1.10 Suspension: DeepSource reserves the right to investigate potential violations of the above provisions of Section 1.6 and 1.7. In the event DeepSource reasonably believes a violation has occurred, in addition to any other remedies available at law or in equity (including termination pursuant to Section 3 below), DeepSource will have the right to suspend Authorized Users suspected of the violation from accessing the Subscription Services for so long as is reasonably necessary to address the potential violation. Except where DeepSource reasonably believes the violations are willful, or in urgent or emergency situations, DeepSource will notify Customer of any such suspension in advance and work with Customer in good faith to resolve the potential violation. For clarity, DeepSource reserves the right, but does not assume any obligation to Customer (except with respect to the suspension notice), to take any of the actions described in this Section 1.10.
2. Payment of Fees
2.1 Fees: Customer will pay to DeepSource all fees set forth in Order Forms (the “Fees”). Except as otherwise set forth in this Agreement or an Order Form, payment obligations are non-cancelable, and Fees paid are non-refundable. Except as otherwise set forth in an Order Form, DeepSource may increase the Fees upon renewal of each Order Form subscription term by providing written notice to Customer at least thirty (30) days prior to the commencement of the applicable renewal subscription term.
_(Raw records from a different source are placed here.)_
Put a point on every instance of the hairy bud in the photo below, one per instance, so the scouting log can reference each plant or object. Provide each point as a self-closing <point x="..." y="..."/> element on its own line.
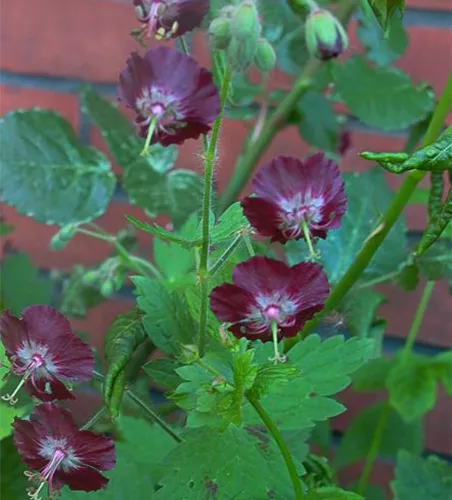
<point x="265" y="57"/>
<point x="325" y="35"/>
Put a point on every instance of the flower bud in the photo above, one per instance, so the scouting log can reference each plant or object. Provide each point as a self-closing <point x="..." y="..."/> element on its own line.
<point x="265" y="57"/>
<point x="245" y="23"/>
<point x="220" y="33"/>
<point x="325" y="36"/>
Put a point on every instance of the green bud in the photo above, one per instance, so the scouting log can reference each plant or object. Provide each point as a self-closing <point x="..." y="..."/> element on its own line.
<point x="90" y="278"/>
<point x="220" y="33"/>
<point x="240" y="55"/>
<point x="245" y="23"/>
<point x="107" y="288"/>
<point x="325" y="35"/>
<point x="265" y="57"/>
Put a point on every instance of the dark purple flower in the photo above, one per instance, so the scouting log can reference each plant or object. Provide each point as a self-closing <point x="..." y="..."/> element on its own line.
<point x="51" y="444"/>
<point x="167" y="19"/>
<point x="296" y="199"/>
<point x="174" y="98"/>
<point x="45" y="352"/>
<point x="267" y="292"/>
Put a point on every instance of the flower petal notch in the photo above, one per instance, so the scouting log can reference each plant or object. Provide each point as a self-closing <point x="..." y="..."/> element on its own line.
<point x="166" y="19"/>
<point x="45" y="353"/>
<point x="270" y="300"/>
<point x="296" y="199"/>
<point x="61" y="454"/>
<point x="173" y="96"/>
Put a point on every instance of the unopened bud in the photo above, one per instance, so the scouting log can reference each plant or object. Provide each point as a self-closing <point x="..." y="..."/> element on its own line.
<point x="325" y="35"/>
<point x="240" y="55"/>
<point x="245" y="23"/>
<point x="265" y="57"/>
<point x="220" y="33"/>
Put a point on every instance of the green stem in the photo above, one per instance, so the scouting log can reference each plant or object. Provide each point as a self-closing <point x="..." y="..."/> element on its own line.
<point x="290" y="464"/>
<point x="417" y="320"/>
<point x="252" y="155"/>
<point x="373" y="450"/>
<point x="388" y="220"/>
<point x="94" y="419"/>
<point x="210" y="156"/>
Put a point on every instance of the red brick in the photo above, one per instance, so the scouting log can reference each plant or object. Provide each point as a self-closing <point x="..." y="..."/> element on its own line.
<point x="12" y="98"/>
<point x="77" y="38"/>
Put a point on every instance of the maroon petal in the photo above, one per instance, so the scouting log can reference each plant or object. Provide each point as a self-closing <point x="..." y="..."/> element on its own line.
<point x="13" y="333"/>
<point x="264" y="217"/>
<point x="261" y="275"/>
<point x="230" y="303"/>
<point x="82" y="479"/>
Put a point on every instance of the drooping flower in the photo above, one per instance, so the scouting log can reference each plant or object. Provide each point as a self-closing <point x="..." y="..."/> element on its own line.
<point x="269" y="299"/>
<point x="52" y="445"/>
<point x="45" y="352"/>
<point x="296" y="199"/>
<point x="167" y="19"/>
<point x="174" y="98"/>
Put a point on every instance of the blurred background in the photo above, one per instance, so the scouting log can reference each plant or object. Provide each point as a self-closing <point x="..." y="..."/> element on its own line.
<point x="49" y="48"/>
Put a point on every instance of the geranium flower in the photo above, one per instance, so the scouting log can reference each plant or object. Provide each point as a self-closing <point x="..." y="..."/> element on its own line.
<point x="174" y="98"/>
<point x="269" y="299"/>
<point x="167" y="19"/>
<point x="296" y="199"/>
<point x="51" y="444"/>
<point x="45" y="352"/>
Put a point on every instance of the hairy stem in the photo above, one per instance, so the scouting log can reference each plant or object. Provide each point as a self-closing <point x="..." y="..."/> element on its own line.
<point x="203" y="272"/>
<point x="290" y="464"/>
<point x="252" y="155"/>
<point x="391" y="216"/>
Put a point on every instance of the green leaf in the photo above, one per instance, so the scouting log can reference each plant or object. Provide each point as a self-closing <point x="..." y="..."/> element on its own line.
<point x="123" y="337"/>
<point x="373" y="375"/>
<point x="412" y="387"/>
<point x="223" y="465"/>
<point x="318" y="126"/>
<point x="176" y="193"/>
<point x="47" y="173"/>
<point x="359" y="308"/>
<point x="76" y="296"/>
<point x="163" y="372"/>
<point x="380" y="49"/>
<point x="21" y="285"/>
<point x="385" y="9"/>
<point x="421" y="479"/>
<point x="327" y="365"/>
<point x="166" y="318"/>
<point x="396" y="435"/>
<point x="339" y="250"/>
<point x="116" y="130"/>
<point x="332" y="493"/>
<point x="384" y="98"/>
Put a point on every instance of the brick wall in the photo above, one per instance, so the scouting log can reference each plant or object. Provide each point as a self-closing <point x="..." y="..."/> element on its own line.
<point x="48" y="48"/>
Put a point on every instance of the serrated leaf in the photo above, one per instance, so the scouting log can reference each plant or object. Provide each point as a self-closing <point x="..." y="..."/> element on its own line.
<point x="332" y="493"/>
<point x="319" y="126"/>
<point x="373" y="375"/>
<point x="222" y="466"/>
<point x="21" y="285"/>
<point x="326" y="366"/>
<point x="385" y="98"/>
<point x="412" y="387"/>
<point x="339" y="249"/>
<point x="163" y="372"/>
<point x="165" y="316"/>
<point x="123" y="337"/>
<point x="47" y="173"/>
<point x="359" y="307"/>
<point x="396" y="435"/>
<point x="421" y="479"/>
<point x="380" y="49"/>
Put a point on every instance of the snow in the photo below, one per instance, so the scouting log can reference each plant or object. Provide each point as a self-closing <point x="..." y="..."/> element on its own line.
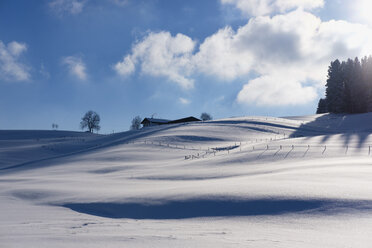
<point x="236" y="182"/>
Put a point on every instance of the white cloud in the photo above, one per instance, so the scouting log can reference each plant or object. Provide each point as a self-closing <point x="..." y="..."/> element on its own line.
<point x="288" y="53"/>
<point x="120" y="2"/>
<point x="161" y="54"/>
<point x="184" y="101"/>
<point x="276" y="91"/>
<point x="11" y="69"/>
<point x="267" y="7"/>
<point x="76" y="67"/>
<point x="62" y="7"/>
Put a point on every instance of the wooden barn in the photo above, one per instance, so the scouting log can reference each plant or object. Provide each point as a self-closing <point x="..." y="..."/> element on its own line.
<point x="148" y="122"/>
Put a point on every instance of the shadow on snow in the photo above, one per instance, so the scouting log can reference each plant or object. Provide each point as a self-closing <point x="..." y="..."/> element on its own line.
<point x="199" y="208"/>
<point x="350" y="126"/>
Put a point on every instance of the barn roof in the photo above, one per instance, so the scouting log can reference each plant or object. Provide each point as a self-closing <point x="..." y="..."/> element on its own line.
<point x="187" y="119"/>
<point x="153" y="120"/>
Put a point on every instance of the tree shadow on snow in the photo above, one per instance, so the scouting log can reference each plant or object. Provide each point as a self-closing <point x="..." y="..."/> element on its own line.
<point x="199" y="208"/>
<point x="351" y="128"/>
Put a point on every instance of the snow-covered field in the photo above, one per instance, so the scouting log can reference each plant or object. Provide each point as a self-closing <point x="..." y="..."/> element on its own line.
<point x="237" y="182"/>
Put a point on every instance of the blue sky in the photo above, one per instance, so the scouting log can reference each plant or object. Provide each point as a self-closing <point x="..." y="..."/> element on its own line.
<point x="170" y="58"/>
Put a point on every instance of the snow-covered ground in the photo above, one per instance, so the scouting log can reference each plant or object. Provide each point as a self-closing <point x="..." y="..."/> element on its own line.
<point x="237" y="182"/>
2.2 Invoices and Payments: Except as otherwise set forth in the relevant Order Form, DeepSource will invoice Customer, or, where Customer has provided valid credit card information to DeepSource, DeepSource will charge Customer, for all Fees at the beginning of the applicable billing cycle. Unless otherwise stated in the Order Form, full payment for invoiced Fees is due within 30 days after the invoice date. Customer is responsible for providing a complete and accurate billing address and billing contact to DeepSource. If Customer believes a particular invoice is incorrect, Customer must contact DeepSource in writing within thirty (30) days of such invoice date to be eligible to receive an adjustment or credit.
2.3 Late Payments: Any invoiced amount not received by DeepSource by the due date and not subject to a reasonable and good faith dispute may accrue late interest at the lower of (i) the rate of 1.5% of the outstanding balance per month, or (ii) the maximum rate permitted by law. If Customer’s account is thirty (30) days or more overdue (except for charges then under reasonable and good faith dispute), then DeepSource may, without limiting its other rights and remedies, following five (5) days written notice and an opportunity to cure, suspend Customer’s access to the DeepSource Service until such amounts are paid in full. Written notice may be provided via email.
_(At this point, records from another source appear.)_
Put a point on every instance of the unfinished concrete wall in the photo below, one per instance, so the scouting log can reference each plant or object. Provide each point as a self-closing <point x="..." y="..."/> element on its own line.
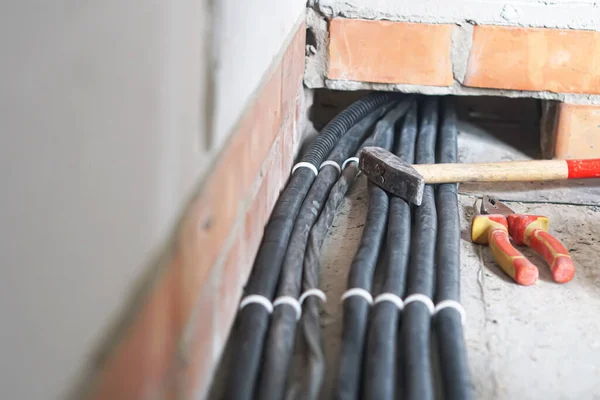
<point x="569" y="14"/>
<point x="539" y="48"/>
<point x="104" y="109"/>
<point x="519" y="22"/>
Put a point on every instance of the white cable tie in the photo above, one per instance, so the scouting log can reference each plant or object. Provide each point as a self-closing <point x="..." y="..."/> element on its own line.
<point x="420" y="298"/>
<point x="289" y="300"/>
<point x="360" y="292"/>
<point x="333" y="164"/>
<point x="452" y="304"/>
<point x="304" y="164"/>
<point x="312" y="292"/>
<point x="349" y="160"/>
<point x="392" y="298"/>
<point x="257" y="299"/>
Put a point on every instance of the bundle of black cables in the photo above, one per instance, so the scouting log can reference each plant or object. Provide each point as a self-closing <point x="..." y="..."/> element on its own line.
<point x="449" y="321"/>
<point x="253" y="318"/>
<point x="381" y="355"/>
<point x="357" y="299"/>
<point x="287" y="309"/>
<point x="310" y="322"/>
<point x="418" y="307"/>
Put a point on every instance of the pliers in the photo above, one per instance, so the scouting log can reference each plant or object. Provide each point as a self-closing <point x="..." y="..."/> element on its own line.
<point x="497" y="221"/>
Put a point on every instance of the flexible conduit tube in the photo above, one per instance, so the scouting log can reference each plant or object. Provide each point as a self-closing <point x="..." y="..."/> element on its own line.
<point x="356" y="308"/>
<point x="380" y="368"/>
<point x="417" y="314"/>
<point x="281" y="336"/>
<point x="456" y="378"/>
<point x="252" y="320"/>
<point x="310" y="322"/>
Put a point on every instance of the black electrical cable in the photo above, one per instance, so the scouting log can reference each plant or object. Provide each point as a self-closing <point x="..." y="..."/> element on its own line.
<point x="380" y="365"/>
<point x="281" y="336"/>
<point x="253" y="320"/>
<point x="310" y="322"/>
<point x="456" y="378"/>
<point x="356" y="308"/>
<point x="416" y="322"/>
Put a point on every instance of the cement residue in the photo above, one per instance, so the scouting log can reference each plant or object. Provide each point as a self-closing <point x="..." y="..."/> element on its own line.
<point x="462" y="40"/>
<point x="316" y="49"/>
<point x="566" y="14"/>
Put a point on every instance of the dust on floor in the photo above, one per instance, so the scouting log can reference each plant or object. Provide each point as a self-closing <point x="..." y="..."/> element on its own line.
<point x="538" y="342"/>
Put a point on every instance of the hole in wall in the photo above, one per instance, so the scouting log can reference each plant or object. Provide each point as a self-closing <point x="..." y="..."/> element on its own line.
<point x="311" y="39"/>
<point x="509" y="122"/>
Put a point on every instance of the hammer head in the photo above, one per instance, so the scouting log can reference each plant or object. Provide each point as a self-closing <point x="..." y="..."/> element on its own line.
<point x="392" y="174"/>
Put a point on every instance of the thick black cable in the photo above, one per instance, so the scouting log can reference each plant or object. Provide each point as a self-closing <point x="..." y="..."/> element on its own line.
<point x="311" y="327"/>
<point x="356" y="308"/>
<point x="281" y="336"/>
<point x="380" y="365"/>
<point x="456" y="378"/>
<point x="416" y="322"/>
<point x="253" y="320"/>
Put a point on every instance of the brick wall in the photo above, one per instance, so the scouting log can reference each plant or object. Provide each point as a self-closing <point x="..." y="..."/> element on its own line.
<point x="171" y="344"/>
<point x="556" y="64"/>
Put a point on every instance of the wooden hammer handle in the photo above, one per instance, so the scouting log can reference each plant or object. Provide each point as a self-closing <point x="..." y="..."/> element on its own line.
<point x="514" y="171"/>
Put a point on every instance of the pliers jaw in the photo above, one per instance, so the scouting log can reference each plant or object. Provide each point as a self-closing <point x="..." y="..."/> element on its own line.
<point x="497" y="223"/>
<point x="491" y="205"/>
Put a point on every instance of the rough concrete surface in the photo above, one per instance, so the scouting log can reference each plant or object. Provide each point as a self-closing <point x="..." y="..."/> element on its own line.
<point x="539" y="342"/>
<point x="568" y="14"/>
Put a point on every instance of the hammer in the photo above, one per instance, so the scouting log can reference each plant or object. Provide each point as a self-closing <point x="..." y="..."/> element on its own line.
<point x="407" y="181"/>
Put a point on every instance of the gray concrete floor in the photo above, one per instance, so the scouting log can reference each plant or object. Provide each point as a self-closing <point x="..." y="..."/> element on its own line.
<point x="538" y="342"/>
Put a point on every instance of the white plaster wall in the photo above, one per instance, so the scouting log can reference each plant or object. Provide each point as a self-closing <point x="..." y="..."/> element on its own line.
<point x="251" y="33"/>
<point x="577" y="14"/>
<point x="102" y="141"/>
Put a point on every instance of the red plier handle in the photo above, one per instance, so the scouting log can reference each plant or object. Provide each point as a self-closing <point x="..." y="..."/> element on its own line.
<point x="532" y="230"/>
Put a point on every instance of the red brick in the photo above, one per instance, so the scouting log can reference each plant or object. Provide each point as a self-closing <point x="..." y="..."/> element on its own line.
<point x="145" y="360"/>
<point x="534" y="59"/>
<point x="230" y="286"/>
<point x="390" y="52"/>
<point x="577" y="133"/>
<point x="201" y="358"/>
<point x="211" y="216"/>
<point x="293" y="70"/>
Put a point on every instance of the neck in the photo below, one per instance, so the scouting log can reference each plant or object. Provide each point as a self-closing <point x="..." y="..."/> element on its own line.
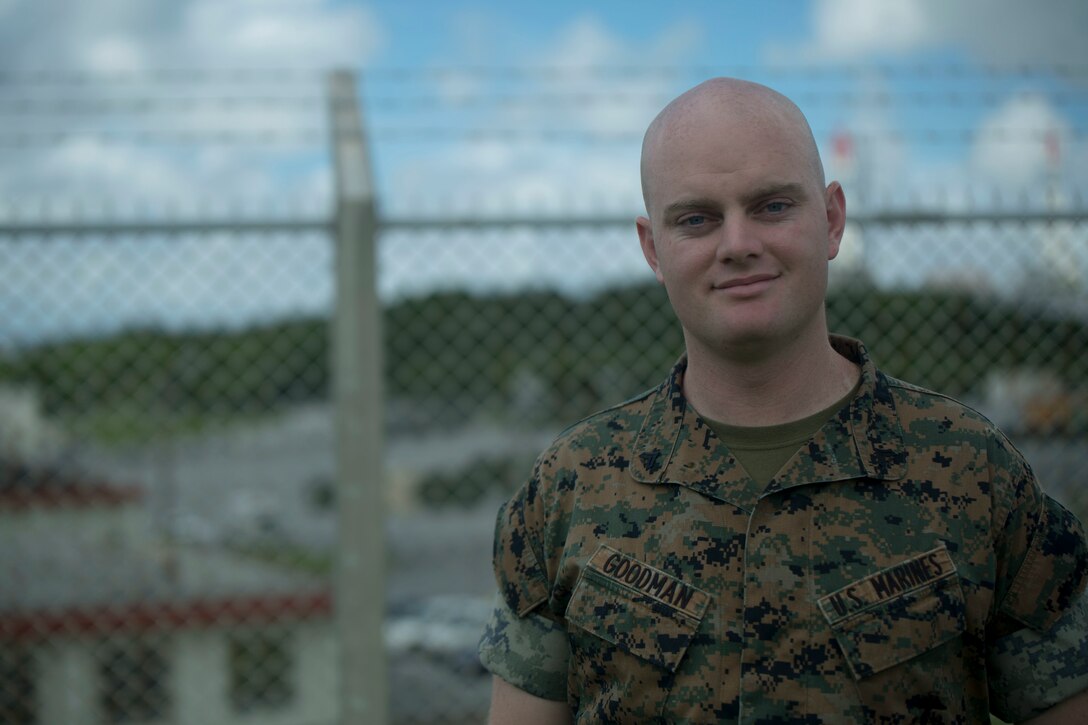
<point x="770" y="386"/>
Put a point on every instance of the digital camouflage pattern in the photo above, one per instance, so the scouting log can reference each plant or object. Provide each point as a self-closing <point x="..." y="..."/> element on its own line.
<point x="869" y="581"/>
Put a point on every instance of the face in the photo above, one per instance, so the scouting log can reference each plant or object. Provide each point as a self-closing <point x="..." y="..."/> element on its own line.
<point x="740" y="232"/>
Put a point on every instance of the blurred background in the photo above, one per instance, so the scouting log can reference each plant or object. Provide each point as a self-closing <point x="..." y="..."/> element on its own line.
<point x="292" y="292"/>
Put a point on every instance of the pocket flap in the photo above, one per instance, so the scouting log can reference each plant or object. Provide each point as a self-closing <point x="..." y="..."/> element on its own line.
<point x="898" y="613"/>
<point x="639" y="609"/>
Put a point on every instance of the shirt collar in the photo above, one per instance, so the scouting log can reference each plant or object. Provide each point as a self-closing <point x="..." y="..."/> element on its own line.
<point x="863" y="440"/>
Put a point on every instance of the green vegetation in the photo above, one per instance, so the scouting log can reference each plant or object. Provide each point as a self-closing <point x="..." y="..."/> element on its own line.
<point x="456" y="356"/>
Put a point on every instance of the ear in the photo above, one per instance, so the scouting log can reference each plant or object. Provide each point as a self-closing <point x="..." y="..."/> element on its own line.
<point x="648" y="247"/>
<point x="836" y="201"/>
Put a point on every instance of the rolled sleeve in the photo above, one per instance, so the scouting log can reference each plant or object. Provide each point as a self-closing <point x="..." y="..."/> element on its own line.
<point x="1053" y="570"/>
<point x="529" y="652"/>
<point x="1031" y="671"/>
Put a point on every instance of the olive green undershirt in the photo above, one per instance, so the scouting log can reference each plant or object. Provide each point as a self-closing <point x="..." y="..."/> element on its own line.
<point x="764" y="450"/>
2.4 Taxes: The Fees do not include taxes, duties, levies or similar government assessments of any kind, including value-added, sales, use or withholding taxes assessable by any jurisdiction (collectively, “Taxes”). Customer is responsible for paying all Taxes associated with its purchases hereunder. Customer will not withhold any taxes from any amounts due to DeepSource. If DeepSource has a legal obligation to pay or collect any Taxes for which Customer is responsible, DeepSource will invoice Customer and Customer will pay that amount unless Customer provides DeepSource with a valid tax exemption certificate authorized by the appropriate taxing authority. For clarity, DeepSource is solely responsible for taxes assessable against it based on its income, property and employees.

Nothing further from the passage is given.